Après l'inutile dernier album des Stooges, on entendait davantage parler d'Iggy Pop pour ses pubs sur les assurances que pour ses productions musicales. Bien qu'il soit dans cette période de récupération commerciale de l'esprit rock'n roll qui l'habite, son dernier effort, peut au moins se targuer d'être original.
Album concept basé sur de Michel Houellebecq et inspiré par le jazz, il représente pour Iggy Pop la possibilité d'un virage radical, celui qui touche toujours une rock star quand il arrive vers la soixantaine.
En effet, il est un âge où faire du rock et incarner la rage doit épuiser considérablement, et les plus grandes icônes mettent ainsi souvent du folk ou du blues dans leurs guitares. Ça tombe bien, puisqu'Iggy Pop fut batteur dans un groupe de blues, The Prime Movers, avant d'intégrer les Stooges. Préliminaires est donc un projet qui lui tient à coeur et qui peut constituer pour lui une porte de sortie, si toutefois l'opération s'avère concluante. Verdict ?

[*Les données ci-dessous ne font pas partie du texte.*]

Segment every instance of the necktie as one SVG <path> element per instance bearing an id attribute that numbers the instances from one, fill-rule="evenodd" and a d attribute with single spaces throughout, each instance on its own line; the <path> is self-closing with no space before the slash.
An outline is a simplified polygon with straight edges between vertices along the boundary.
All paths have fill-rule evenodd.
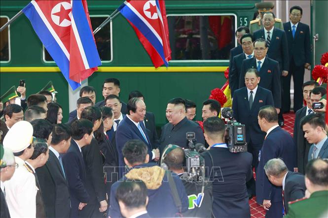
<path id="1" fill-rule="evenodd" d="M 258 64 L 257 65 L 257 71 L 259 73 L 259 71 L 261 70 L 261 62 L 260 61 L 258 61 L 257 62 L 257 63 L 258 63 Z"/>
<path id="2" fill-rule="evenodd" d="M 63 174 L 64 174 L 64 178 L 66 179 L 66 176 L 65 176 L 65 171 L 64 170 L 64 166 L 63 166 L 63 161 L 62 161 L 62 155 L 59 155 L 59 157 L 58 157 L 59 160 L 59 163 L 60 163 L 60 166 L 62 167 L 62 170 L 63 171 Z"/>
<path id="3" fill-rule="evenodd" d="M 295 32 L 296 32 L 296 27 L 295 25 L 292 25 L 292 37 L 295 37 Z"/>
<path id="4" fill-rule="evenodd" d="M 249 100 L 250 102 L 250 109 L 252 109 L 252 105 L 253 104 L 253 91 L 250 92 L 251 93 L 251 95 L 250 95 L 250 99 Z"/>
<path id="5" fill-rule="evenodd" d="M 146 136 L 145 135 L 145 133 L 144 133 L 144 131 L 143 130 L 143 128 L 141 127 L 141 125 L 140 125 L 140 123 L 138 124 L 138 129 L 140 131 L 140 133 L 141 133 L 141 135 L 143 136 L 143 137 L 145 139 L 145 140 L 146 142 L 148 142 L 148 141 L 147 141 L 147 138 L 146 138 Z"/>
<path id="6" fill-rule="evenodd" d="M 313 146 L 313 151 L 312 151 L 312 159 L 315 159 L 317 157 L 316 157 L 316 152 L 318 150 L 318 148 L 317 148 L 317 146 L 314 145 Z"/>
<path id="7" fill-rule="evenodd" d="M 266 37 L 266 43 L 268 44 L 268 47 L 270 47 L 270 43 L 271 42 L 271 38 L 270 36 L 270 32 L 266 32 L 268 33 L 268 37 Z"/>

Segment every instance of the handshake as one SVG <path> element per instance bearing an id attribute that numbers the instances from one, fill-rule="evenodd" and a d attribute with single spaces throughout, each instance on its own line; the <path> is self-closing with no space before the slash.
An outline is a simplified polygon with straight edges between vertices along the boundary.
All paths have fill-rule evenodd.
<path id="1" fill-rule="evenodd" d="M 159 150 L 158 148 L 156 148 L 156 149 L 153 149 L 151 151 L 155 154 L 155 158 L 154 158 L 154 160 L 155 161 L 157 161 L 159 159 Z"/>

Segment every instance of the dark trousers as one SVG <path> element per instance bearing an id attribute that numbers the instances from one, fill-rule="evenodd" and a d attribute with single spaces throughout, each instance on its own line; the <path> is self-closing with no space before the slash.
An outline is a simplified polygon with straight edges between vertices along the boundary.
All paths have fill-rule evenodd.
<path id="1" fill-rule="evenodd" d="M 282 87 L 284 97 L 282 98 L 283 112 L 289 111 L 291 108 L 291 80 L 292 75 L 294 82 L 294 112 L 303 107 L 303 85 L 305 68 L 304 66 L 296 66 L 292 58 L 290 62 L 288 75 L 283 78 Z"/>
<path id="2" fill-rule="evenodd" d="M 271 206 L 269 208 L 268 211 L 265 211 L 266 218 L 281 218 L 283 217 L 283 209 L 284 206 L 283 202 L 272 202 L 271 201 Z"/>

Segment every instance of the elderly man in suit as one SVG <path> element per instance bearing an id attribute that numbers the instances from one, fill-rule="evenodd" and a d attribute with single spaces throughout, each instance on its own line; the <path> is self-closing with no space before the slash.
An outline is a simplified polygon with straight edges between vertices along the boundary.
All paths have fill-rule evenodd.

Mitigé. L'entrée dans l'album est peu rassurante. On a presque envie de rire lorsqu'on imagine Iggy faire son crooner dès l'introduction de "Les Feuilles Mortes". Premièrement parce qu'on n'a pas l'habitude de le voir dans ce registre, mais aussi à cause des paroles ringardes et trop répétitives du morceau qui sert de préliminaires à cet album : Toi qui m'aimais / Et je t'aimais / Nous vivions tous / les deux ensembles / Toi qui m'aimais / Moi qui t'aimais / Mais la vie séparait / Ceux qui s'aimaient. On est quand même loin des réflexions houellebecquiennes sur les rapports hommes/femmes...
"I Want To Go To The Beach" est un peu dans la même veine, avec une mélodie plus immédiate, et l'on se prend alors à penser à Gainsbourg, aux années 70 et à trouver que la sincérité de son interprétation est assez touchante.
On retrouve toutefois un Iggy bien plus à l'aise sur "King Of The Dogs", le single évident de cet album, plus entraînant que les autres morceaux. Un swing à la Cab Calloway nourrit des paroles fantasques qui parle de Fox, le chien blanc issu du roman de Houellebecq. Il faut croire que les chiens sont un sujet qui inspire fortement l'iguane, puisque le Floydien "A Machine For Loving" (la machine en question étant le chien) tire le meilleur parti de sa voix. On retrouve aussi un Iggy en forme sur le peu original mais fort bienvenu "Nice To Be Dead", qui rappelle les meilleurs moments des Stooges, en un peu plus mou toutefois.
Préliminaires n'est certainement pas son pire album mais on pouvait espérer quelque chose de plus prenant venant de la part d'un monstre sacré comme Iggy Pop, qui entretenait une passion pour le blues sans trop avoir pu l'exprimer dans sa carrière. L'album regroupe des styles très variés tels que la country, la soul, le jazz, et bien sûr le rock, mais les morceaux sont presque toujours mous du gland, et la voix de stentor junky d'Iggy n'est pas assez lisse et conformiste pour faire de lui un bon crooner. C'est un peu comme voir un hippie avec un smoking, c'est élégant mais on sait que ça irait mieux à quelqu'un d'autre. A écouter quand même, juste pour se faire une idée et pour les quelques bonnes surprises qui parsèment tout de même ces Préliminaires.